In 1980, Peter Gabriel co-founded WOMAD (World of Music Arts and Dance), bringing together traditional and modern music, arts, and dance from every corner of the globe. In 1987, he established Real World Studios, which later became the base for Real World Records, a label dedicated to recording and promoting a wide range of different artists from around the world.
Peter is deeply committed to human rights. His involvement in benefit concerts for Amnesty International and the anti-apartheid movement has greatly assisted human rights efforts worldwide. He brought increased awareness to racism in South Africa when he wrote and performed 'Biki,' a tribute to Steven Biko.

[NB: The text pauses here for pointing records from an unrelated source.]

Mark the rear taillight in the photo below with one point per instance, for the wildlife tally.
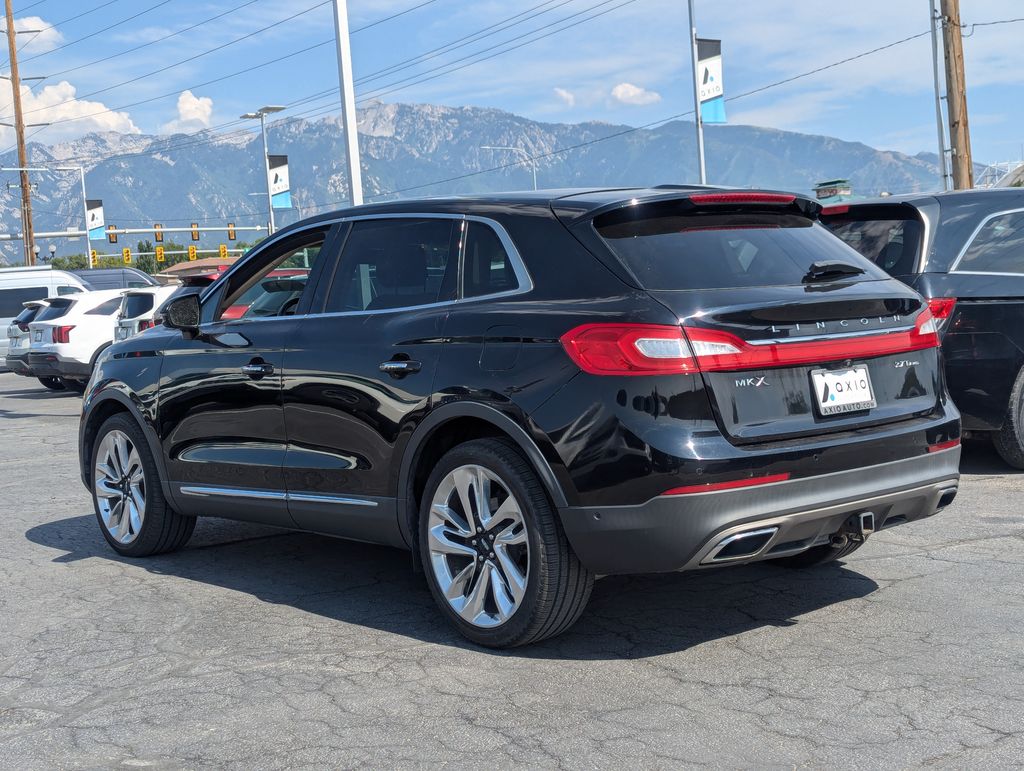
(655, 349)
(942, 310)
(629, 349)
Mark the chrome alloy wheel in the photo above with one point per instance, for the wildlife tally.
(479, 552)
(119, 481)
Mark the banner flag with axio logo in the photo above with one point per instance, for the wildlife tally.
(710, 81)
(94, 215)
(281, 189)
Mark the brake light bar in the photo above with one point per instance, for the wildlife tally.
(751, 481)
(835, 209)
(662, 349)
(742, 198)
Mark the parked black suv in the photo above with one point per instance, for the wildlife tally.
(965, 252)
(528, 390)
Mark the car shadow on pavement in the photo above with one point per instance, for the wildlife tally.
(630, 616)
(979, 458)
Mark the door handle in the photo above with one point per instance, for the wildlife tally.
(257, 370)
(400, 368)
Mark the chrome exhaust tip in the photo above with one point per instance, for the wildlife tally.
(740, 546)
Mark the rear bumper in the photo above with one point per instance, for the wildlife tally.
(44, 365)
(682, 532)
(18, 365)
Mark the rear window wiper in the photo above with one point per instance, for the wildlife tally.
(824, 270)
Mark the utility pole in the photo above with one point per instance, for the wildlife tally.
(960, 133)
(696, 96)
(936, 78)
(23, 160)
(347, 98)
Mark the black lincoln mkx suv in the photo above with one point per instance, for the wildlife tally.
(529, 390)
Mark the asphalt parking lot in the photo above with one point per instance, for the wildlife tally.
(262, 648)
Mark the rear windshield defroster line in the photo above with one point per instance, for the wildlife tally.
(665, 250)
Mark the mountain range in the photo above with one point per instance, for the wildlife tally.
(419, 150)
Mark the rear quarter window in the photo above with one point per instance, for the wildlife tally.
(668, 251)
(997, 247)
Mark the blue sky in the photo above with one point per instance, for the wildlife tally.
(623, 61)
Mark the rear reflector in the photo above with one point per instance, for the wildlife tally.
(702, 199)
(734, 484)
(942, 309)
(657, 349)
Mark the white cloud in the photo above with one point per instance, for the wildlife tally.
(566, 96)
(195, 114)
(627, 93)
(71, 117)
(34, 43)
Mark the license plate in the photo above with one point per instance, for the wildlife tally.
(839, 391)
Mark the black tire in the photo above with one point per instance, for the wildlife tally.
(818, 555)
(163, 529)
(1009, 440)
(77, 386)
(558, 586)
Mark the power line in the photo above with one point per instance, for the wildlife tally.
(158, 40)
(99, 32)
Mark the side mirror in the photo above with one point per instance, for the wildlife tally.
(182, 313)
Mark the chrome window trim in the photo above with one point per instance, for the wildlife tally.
(518, 266)
(974, 237)
(833, 336)
(266, 495)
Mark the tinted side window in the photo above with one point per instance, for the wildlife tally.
(105, 308)
(394, 263)
(11, 299)
(487, 268)
(998, 247)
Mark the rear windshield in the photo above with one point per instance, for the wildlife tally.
(55, 309)
(723, 250)
(136, 305)
(11, 299)
(893, 245)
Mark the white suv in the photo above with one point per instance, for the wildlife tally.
(138, 308)
(70, 333)
(17, 344)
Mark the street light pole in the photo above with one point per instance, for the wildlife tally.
(262, 113)
(529, 159)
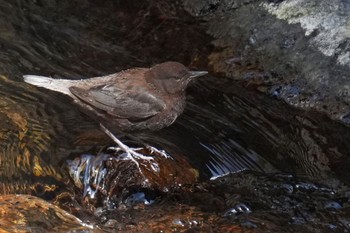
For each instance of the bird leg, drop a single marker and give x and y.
(131, 153)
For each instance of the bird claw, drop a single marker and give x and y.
(131, 153)
(160, 152)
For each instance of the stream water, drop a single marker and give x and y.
(224, 129)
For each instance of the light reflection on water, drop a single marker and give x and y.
(225, 128)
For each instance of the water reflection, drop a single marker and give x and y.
(225, 128)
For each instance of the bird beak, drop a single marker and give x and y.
(194, 74)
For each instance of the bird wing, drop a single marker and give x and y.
(133, 103)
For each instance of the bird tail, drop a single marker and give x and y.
(59, 85)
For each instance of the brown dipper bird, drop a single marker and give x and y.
(132, 100)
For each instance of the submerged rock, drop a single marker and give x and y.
(298, 47)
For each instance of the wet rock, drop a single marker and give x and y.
(301, 47)
(24, 213)
(114, 181)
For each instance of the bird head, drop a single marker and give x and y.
(171, 77)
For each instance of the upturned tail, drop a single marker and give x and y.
(59, 85)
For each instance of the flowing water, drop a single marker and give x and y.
(224, 129)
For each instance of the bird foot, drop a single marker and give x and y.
(131, 153)
(155, 150)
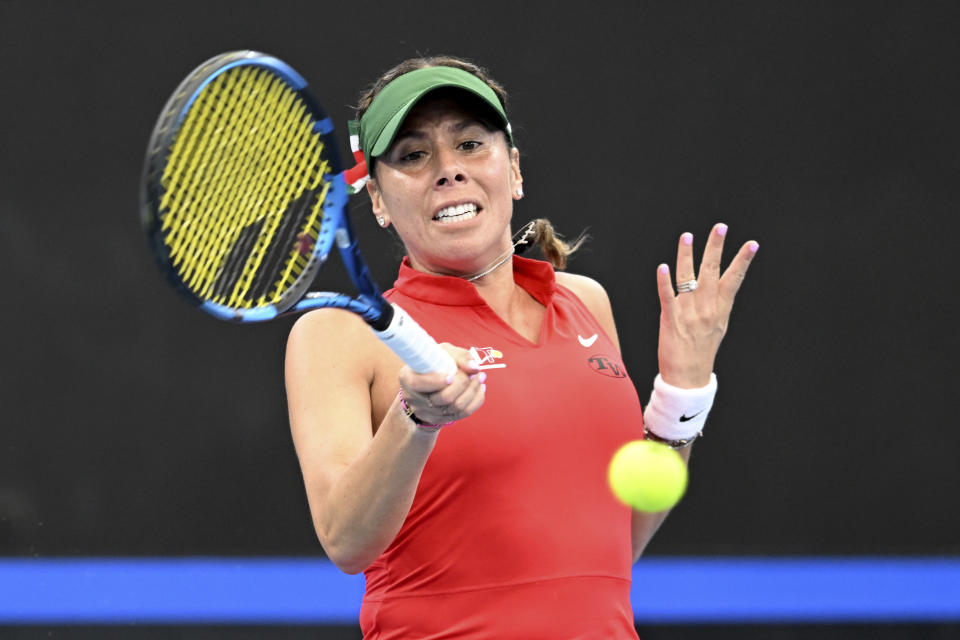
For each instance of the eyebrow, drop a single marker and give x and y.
(418, 133)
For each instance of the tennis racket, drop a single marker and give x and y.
(243, 197)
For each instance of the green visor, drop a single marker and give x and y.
(386, 113)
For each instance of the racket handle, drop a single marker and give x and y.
(414, 345)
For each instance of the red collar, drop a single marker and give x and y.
(536, 277)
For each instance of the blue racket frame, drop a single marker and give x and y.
(335, 227)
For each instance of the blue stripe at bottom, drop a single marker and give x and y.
(312, 591)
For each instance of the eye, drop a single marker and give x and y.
(411, 156)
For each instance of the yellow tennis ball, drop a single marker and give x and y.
(647, 475)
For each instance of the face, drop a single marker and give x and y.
(447, 184)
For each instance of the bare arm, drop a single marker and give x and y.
(360, 482)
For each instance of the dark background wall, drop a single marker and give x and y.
(133, 424)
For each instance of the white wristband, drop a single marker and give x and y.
(678, 414)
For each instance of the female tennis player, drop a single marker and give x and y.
(476, 501)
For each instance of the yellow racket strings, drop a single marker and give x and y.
(245, 154)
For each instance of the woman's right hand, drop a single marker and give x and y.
(439, 399)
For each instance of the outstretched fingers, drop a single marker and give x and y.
(665, 290)
(712, 254)
(734, 275)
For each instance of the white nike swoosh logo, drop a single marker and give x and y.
(587, 342)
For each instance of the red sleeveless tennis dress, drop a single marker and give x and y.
(513, 532)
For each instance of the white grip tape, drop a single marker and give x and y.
(415, 346)
(678, 414)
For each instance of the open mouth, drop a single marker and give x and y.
(457, 213)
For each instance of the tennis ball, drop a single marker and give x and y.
(647, 475)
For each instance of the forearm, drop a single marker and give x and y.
(367, 504)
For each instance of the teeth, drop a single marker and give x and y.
(457, 213)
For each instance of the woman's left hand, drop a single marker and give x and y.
(693, 323)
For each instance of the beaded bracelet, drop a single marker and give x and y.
(423, 426)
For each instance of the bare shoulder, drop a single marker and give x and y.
(590, 292)
(594, 297)
(330, 342)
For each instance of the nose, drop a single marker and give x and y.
(449, 170)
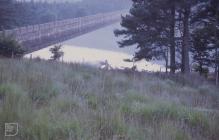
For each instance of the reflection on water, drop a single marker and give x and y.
(95, 57)
(97, 47)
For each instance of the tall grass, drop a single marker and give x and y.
(59, 101)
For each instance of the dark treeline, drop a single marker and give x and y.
(184, 33)
(15, 13)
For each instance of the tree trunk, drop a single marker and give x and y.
(185, 47)
(172, 35)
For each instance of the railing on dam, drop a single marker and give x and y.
(35, 37)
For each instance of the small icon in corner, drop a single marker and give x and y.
(11, 129)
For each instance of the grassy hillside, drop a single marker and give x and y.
(56, 101)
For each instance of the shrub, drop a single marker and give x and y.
(10, 48)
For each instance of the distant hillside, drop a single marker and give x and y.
(58, 101)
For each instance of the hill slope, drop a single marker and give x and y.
(56, 101)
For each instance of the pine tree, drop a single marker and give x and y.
(150, 26)
(7, 13)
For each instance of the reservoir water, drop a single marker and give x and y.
(97, 47)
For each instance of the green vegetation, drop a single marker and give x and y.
(59, 101)
(10, 48)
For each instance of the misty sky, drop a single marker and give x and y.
(53, 0)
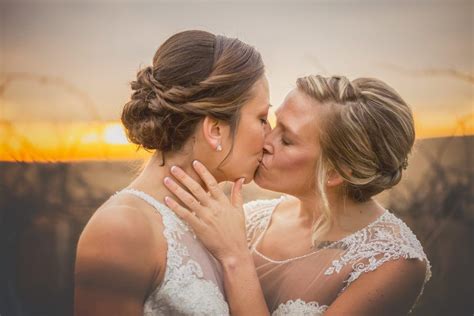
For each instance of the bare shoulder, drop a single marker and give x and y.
(391, 289)
(116, 253)
(289, 204)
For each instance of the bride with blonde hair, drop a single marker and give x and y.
(326, 246)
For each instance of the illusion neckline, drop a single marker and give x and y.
(331, 244)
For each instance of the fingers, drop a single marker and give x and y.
(184, 213)
(191, 184)
(184, 196)
(209, 180)
(236, 195)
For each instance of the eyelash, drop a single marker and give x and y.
(284, 142)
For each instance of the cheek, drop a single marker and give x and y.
(251, 139)
(293, 164)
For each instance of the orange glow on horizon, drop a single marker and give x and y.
(64, 142)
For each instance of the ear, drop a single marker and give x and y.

After conversations with frontline activists around the world while on the road with the Amnesty/Reebok Human Rights Now! Tour in 1989, Peter recognized the need to supply those who seek to defend rights with the technology to be able to do so. This resulted in co-founding the organization WITNESS, a pioneer in the use of video and technology to fight for human rights.
Sheryl Sandberg joined Facebook in March 2008 as chief operating officer. In this role, she is responsible for Facebook’s business operations, including sales, marketing, business development, human resources, public policy, privacy, and communications.
Ms. Sandberg joined Facebook after six years at Google, where she served as vice president of Global Online Sales and Operations. In that role, she built and managed Google’s online sales channels and managed global operations for Google’s consumer products.
Ms. Sandberg was also a leader for the company’s philanthropic efforts. She created the Google Grants program, which donated over $240 million dollars of advertising to nonprofits worldwide. The Economist called her “the unseen driving force behind the creation of Google.org,” Google’s philanthropic arm, where she served as a founding member of the board and led the search for its executive director, Larry Brilliant.
Prior to joining Google, Ms. Sandberg was the chief of staff for the United States Treasury Department, where she helped lead its work on forgiving debt in the developing world. Before that, Ms. Sandberg was a management consultant with McKinsey and Company and an economist with the World Bank, where she worked on eradicating leprosy in India. Ms. Sandberg currently serves on the boards of The Brookings Institution, Women for Women International, The Ad Council, Leadership Public Schools and eHealth.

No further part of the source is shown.